Italy’s Fiat and Russian auto maker Sollers will invest 2.4 billion euros (3.3 billion dollars) in a new joint venture to produce cars in Russia, the Russian government said Wednesday.

“With this project a second major player is created on the Russian passenger car market,” after Russia’s largest carmaker Avtovaz, the government said in a statement.

The deal to produce up to 500,000 cars per year is to be inked on Thursday, when Russian Prime Minister Vladimir Putin visits Sollers’s plant in Naberezhnye Chelny, where Fiat Albea and Doblo models are already built.

Fiat chief executive Sergio Marchionne is also set to attend the event in the southwestern Russian republic of Tartastan.

The joint venture represents the first major foreign capital in the Russian car market since the global financial crisis triggered a collapse in demand.

Russia had once promised to have the world’s fastest growing auto sector, but car sales dropped by 49 percent last year compared to 2008.

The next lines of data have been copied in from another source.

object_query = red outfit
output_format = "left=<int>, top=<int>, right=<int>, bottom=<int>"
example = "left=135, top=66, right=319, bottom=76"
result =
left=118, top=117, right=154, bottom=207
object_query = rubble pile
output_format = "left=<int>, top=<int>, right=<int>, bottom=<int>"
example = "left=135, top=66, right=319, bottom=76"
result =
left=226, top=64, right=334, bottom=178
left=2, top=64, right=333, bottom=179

Citing an official and a banking source, daily Kommersant said Tuesday that the Naberezhnye Chelny factory would now start producing the Fiat Linea and stop making jeeps for troubled South Korean car maker SsongYang.

Fiat and Sollers have been partners since 2005, but the Italian auto giant has a long history of business in Russia.

The sprawling Avtovaz factory in Tolyatti was designed by Fiat in 1970s and its iconic cars such as the Lada and the Niva, which once dominated the Soviet auto industry, were modeled after the Italian carmaker’s 1960s models.